A Vinitaly, durante il convegno “Vino e dazi” (organizzato al Vinitaly dall’Alleanza delle Cooperative italiane) sono stati presentati i dati sui costi d’ingresso in altri mercati.
Nel 2012 il vino italiano ha pagato alle frontiere dei principali paesi dazi per 269 milioni su circa 2,22 miliardi di export (il 12% medio).
Un bel fardello per l’Italia che è il secondo esportatore mondiale di vino: 4,6 miliardi l’anno scorso (la Francia 7,8 miliardi) ma solo il 4,7% finisce sulle tavole di Asia e Australia e l’1,3% in Sud America.
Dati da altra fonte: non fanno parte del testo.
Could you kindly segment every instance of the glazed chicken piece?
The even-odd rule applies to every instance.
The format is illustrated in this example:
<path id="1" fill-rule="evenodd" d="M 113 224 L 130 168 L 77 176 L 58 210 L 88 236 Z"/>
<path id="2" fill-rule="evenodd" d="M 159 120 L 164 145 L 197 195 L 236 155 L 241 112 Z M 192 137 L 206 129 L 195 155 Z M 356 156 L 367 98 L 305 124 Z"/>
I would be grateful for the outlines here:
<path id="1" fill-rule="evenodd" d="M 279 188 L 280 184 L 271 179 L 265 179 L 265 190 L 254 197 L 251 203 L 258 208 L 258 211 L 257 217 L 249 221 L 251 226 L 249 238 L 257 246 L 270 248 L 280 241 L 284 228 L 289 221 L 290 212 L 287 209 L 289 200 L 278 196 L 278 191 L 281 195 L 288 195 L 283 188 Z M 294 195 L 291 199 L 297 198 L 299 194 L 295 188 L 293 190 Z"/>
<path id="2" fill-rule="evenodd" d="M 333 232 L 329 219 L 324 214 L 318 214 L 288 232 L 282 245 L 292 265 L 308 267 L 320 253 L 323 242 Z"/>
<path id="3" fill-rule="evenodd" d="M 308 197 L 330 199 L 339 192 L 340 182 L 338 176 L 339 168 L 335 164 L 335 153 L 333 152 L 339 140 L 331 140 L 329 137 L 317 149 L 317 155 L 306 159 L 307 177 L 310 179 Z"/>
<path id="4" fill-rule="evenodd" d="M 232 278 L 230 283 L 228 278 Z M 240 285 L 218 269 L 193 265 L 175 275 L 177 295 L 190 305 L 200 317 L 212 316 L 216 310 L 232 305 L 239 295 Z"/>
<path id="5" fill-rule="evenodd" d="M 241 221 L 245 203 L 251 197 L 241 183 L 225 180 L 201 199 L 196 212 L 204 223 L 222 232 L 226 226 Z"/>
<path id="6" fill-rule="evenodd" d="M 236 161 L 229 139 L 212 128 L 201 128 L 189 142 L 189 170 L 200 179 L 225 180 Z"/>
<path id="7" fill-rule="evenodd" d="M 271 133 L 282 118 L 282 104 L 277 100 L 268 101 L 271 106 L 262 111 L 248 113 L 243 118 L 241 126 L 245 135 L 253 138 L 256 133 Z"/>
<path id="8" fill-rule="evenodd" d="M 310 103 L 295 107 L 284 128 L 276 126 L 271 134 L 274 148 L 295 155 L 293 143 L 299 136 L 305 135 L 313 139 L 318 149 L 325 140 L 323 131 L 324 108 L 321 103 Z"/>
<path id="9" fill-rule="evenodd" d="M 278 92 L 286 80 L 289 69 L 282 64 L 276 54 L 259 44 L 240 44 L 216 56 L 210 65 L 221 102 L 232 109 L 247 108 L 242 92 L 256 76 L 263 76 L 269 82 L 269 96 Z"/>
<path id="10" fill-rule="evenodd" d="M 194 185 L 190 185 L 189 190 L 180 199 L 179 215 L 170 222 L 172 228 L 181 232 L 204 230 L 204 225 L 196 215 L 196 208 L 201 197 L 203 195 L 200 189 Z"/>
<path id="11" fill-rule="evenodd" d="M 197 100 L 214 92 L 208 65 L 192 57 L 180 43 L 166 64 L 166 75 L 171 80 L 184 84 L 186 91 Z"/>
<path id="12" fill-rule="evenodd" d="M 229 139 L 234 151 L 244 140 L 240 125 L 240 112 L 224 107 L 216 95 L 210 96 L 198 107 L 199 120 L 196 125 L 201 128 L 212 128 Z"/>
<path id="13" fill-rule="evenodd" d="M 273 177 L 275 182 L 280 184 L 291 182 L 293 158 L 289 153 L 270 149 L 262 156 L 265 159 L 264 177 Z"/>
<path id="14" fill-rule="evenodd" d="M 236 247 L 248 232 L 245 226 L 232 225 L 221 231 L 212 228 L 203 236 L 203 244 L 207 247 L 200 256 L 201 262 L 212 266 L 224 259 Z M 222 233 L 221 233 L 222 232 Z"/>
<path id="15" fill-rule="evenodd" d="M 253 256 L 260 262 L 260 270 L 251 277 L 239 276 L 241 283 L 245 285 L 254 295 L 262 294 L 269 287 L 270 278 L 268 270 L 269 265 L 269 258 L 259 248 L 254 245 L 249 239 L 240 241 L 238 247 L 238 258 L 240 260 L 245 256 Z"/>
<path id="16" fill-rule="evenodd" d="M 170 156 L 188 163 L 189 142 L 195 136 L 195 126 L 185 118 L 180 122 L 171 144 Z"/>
Poi la metà si ferma nella Ue e il 33% varca l’oceano per il Nord America.
L’ammontare complessivo dei dazi oggi in vigore sui vini italiani nei maggiori Paesi importatori ha raggiunto ormai una cifra considerevole, pari al 12% del valore globale dell’esportato.
E così mentre mercati ormai storici per l’Italia e non solo, come ad esempio, gli Stati Uniti (dove si registra un dazio unitario medio dell’1,5%), il Canada (0,3%), la Svizzera (9%) o l’Australia, sono praticamente liberalizzati, in quelli di “recente conquista” ci si deve scontrare contro insopportabili balzelli.
Stando ai dati discussi durante il convegno ad essere proibitivi sono soprattutto i costi d’ingresso in quei mercati che hanno un consumo procapite in continua crescita, su tutti quelli asiatico, est europeo e sud americano: se in Paesi come Stati Uniti, Canada, Svizzera o Australia il mercato del vino è infatti sostanzialmente liberalizzato, in India (dazi pari al 150% del valore del vino), dal 15% della Cina (15%), Russia (20%), Giappone (21%), Thailandia (59,2%), Malesia (30,7%), Brasile (26,1%) o Ucraina (23%) le imposizioni doganali sono invece ancora molto alte.
«Per ridurre tali gap competitivi, l’ Unità Analisi della politica commerciale agricola della Commissione Europea sta lavorando per realizzare accordi di libero scambio per la riduzione dei dazi con le cosiddette nuove economie; sta inoltre promuovendo accordi commerciali con Paesi sviluppati finalizzati al riconoscimento di norme tecniche e pratiche enologiche, alla protezione delle indicazioni geografiche e alla stesura di specifici accordi per il settore.
In questa ottica il problema dovrebbe essere affrontato anche in sede di riforma della Politica Agricola Comune, garantendo una maggiore tutela dei prodotti di qualità, una difesa dei marchi e una omogeneizzazione dei controlli.
Ma nonostante dazi e brutte imitazioni, nel 2012, la sola regione di Hong Kong ha importato dal nostro Paese oltre 3,3 milioni di litri di vino (+11% rispetto al 2011), mentre in Cina il nostro export ammonta a 32,6 milioni (+6%).
La geografia dei consumi mondiali del vino italiano sta cambiando ed è necessario che anche le strategie di comunicazione e vendita delle aziende si adattino al nuovo scenario. Si rendono indispensabili ad esempio azioni di informazione e promozione che siano in grado di giungere ai nuovi consumatori, così diversi da noi come stili di vita e modalità di consumo.